Greater Balance: With a set eating window, I became more mindful about meals. No more late-night snacking; I went to bed lighter and more comfortable. Each meal felt more pleasurable because I was truly hungry and ready to enjoy it.
If you’re a busy professional feeling drained and skeptical of complicated diets, I recommend trying the 16:8 method. It’s not about deprivation – it’s about applying an ancient principle to modern life. By removing unnecessary friction, you make space for greater productivity and well-being. For me, it’s a habit I plan to keep.
FAQ: 16:8 Intermittent Fasting
Q1: Isn’t breakfast the most important meal of the day?
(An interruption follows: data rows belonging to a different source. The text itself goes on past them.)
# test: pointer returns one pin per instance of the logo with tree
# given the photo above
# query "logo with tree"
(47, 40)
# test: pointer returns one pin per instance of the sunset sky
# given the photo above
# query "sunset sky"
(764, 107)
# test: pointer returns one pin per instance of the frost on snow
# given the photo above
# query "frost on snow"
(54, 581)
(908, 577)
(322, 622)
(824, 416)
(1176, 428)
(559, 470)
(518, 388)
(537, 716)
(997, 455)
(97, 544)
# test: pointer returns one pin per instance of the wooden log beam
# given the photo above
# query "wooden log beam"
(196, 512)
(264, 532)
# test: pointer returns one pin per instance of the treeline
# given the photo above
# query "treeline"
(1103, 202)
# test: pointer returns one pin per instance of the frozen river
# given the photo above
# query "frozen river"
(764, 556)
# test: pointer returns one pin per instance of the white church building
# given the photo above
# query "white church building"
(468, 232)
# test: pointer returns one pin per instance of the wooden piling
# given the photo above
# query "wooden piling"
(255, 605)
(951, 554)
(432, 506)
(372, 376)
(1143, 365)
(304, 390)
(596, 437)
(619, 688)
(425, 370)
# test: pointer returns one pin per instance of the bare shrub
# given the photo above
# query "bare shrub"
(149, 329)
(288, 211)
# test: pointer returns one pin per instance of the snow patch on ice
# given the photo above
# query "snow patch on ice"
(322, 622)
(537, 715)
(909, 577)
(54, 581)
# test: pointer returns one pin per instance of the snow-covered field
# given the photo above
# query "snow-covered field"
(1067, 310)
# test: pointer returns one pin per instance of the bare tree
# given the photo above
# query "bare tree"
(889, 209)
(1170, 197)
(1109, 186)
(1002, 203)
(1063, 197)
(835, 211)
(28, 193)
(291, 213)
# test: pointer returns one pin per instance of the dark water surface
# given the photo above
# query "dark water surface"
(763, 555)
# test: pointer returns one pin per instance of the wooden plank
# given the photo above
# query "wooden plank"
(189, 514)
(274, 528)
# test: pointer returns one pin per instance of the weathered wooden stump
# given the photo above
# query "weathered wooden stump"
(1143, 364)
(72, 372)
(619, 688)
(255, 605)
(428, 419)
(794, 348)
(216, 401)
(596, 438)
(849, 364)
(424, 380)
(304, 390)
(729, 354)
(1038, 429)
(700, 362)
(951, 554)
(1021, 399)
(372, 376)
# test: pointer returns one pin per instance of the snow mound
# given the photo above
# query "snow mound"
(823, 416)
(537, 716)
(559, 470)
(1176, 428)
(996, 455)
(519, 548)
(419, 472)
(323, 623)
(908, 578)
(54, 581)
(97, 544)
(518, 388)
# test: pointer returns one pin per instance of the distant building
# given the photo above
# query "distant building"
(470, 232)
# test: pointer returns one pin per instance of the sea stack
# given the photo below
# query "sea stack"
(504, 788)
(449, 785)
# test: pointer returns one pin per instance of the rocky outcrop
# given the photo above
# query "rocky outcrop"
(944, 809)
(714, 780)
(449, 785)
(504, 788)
Am I hurting my metabolism by skipping it?
A: The idea that breakfast is essential comes more from marketing than biology. Skipping breakfast for a few hours won’t harm your metabolism. In fact, it gives your digestive system a break and allows your body to switch from burning glucose to burning stored fat (ketones) for energy – a process called metabolic switching. This is where much of the mental clarity and stable energy comes from.
Q2: What can I have during the 16-hour fasting window?
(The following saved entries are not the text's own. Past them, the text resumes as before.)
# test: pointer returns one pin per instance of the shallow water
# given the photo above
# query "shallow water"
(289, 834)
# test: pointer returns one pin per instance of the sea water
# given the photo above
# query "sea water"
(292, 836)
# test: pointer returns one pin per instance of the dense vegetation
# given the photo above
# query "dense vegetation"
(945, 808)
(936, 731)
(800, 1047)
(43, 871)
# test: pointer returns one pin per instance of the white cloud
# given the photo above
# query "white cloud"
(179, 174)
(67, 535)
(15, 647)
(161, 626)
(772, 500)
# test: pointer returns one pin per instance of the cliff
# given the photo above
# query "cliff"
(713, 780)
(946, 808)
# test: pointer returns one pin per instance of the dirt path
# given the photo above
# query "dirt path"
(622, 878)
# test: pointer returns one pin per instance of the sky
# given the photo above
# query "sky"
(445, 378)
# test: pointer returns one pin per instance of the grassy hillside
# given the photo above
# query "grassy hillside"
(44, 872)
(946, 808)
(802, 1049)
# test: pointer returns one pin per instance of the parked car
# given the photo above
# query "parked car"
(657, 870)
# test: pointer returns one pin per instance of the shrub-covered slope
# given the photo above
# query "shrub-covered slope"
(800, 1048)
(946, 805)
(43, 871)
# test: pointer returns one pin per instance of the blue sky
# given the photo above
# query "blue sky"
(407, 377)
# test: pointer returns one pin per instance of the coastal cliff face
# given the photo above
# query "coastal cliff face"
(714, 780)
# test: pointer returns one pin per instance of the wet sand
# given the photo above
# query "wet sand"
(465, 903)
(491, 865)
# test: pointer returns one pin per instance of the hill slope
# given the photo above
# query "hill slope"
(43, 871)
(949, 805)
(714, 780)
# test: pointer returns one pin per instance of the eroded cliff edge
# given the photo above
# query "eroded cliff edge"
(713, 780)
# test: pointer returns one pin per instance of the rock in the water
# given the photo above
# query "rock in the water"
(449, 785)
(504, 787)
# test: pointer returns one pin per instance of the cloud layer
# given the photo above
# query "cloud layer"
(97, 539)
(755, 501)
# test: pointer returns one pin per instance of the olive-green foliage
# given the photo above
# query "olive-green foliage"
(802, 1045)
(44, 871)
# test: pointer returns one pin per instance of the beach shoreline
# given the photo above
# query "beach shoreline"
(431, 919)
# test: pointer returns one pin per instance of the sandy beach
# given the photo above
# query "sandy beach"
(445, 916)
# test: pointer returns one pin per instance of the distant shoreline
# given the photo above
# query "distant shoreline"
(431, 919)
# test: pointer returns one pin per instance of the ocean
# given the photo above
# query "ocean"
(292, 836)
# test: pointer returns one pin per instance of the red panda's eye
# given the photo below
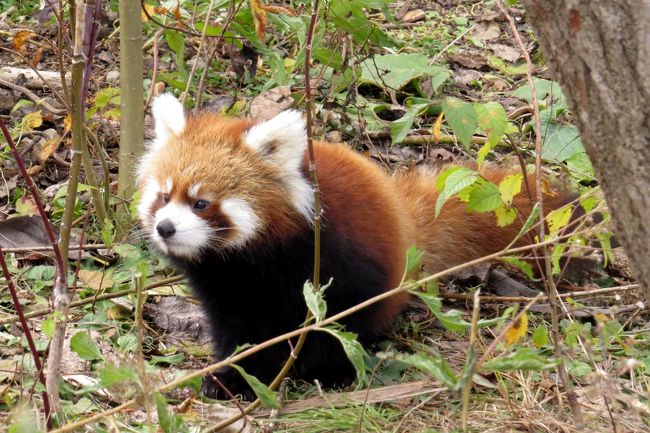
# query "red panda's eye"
(200, 204)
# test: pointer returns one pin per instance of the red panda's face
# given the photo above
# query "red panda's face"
(213, 184)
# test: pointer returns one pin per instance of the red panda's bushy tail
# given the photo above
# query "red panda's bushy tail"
(457, 236)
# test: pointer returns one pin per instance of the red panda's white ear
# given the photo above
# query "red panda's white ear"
(281, 140)
(169, 118)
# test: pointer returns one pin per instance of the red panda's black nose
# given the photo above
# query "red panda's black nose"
(165, 229)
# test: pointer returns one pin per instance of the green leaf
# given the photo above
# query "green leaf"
(394, 71)
(530, 221)
(492, 119)
(462, 118)
(176, 41)
(560, 142)
(559, 218)
(174, 359)
(315, 300)
(436, 366)
(170, 423)
(579, 368)
(484, 198)
(451, 181)
(47, 326)
(352, 18)
(522, 359)
(540, 336)
(451, 319)
(267, 397)
(353, 349)
(400, 128)
(510, 186)
(580, 167)
(83, 345)
(413, 259)
(110, 375)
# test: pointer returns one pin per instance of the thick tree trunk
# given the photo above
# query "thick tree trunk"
(599, 51)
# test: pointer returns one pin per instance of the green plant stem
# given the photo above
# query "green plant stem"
(549, 282)
(93, 299)
(317, 223)
(28, 336)
(91, 178)
(132, 105)
(315, 326)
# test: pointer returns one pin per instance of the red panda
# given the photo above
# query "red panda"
(230, 203)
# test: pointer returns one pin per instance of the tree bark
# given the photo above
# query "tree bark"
(599, 51)
(132, 104)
A: Stick to zero-calorie drinks to keep insulin low. My go-tos are black coffee, plain water, and tea – no sugar, milk, or flavourings. These help manage hunger and keep energy up until the eating window opens.
Q3: How do I handle intense hunger in the first week?
A: The first three days are the hardest, as your body reacts to habit, not true starvation. Hydration and activity are key. Drink a large glass of water when hunger hits, and stay busy with focused tasks. Hunger is cyclical – if you push through for 20 minutes, it often fades.
Q4: I work out early in the morning. Will fasting ruin my energy or gains?
A: It depends on workout intensity. Light to moderate cardio is usually fine while fasted; many people feel lighter and more energised. For heavy lifting, try to schedule your eating window so pre- and post-workout meals fit inside it. I now do my toughest workouts around 11:30 a.m., breaking my fast with a protein-rich lunch.
Q5: Do I have to do this forever, or can I take days off?
A: The beauty of 16:8 is its flexibility. I aim for 5-6 fasting days a week. If a family brunch or client dinner falls outside my window, I adjust. Consistency is key – one day off won’t derail your progress. The goal is improvement, not perfection.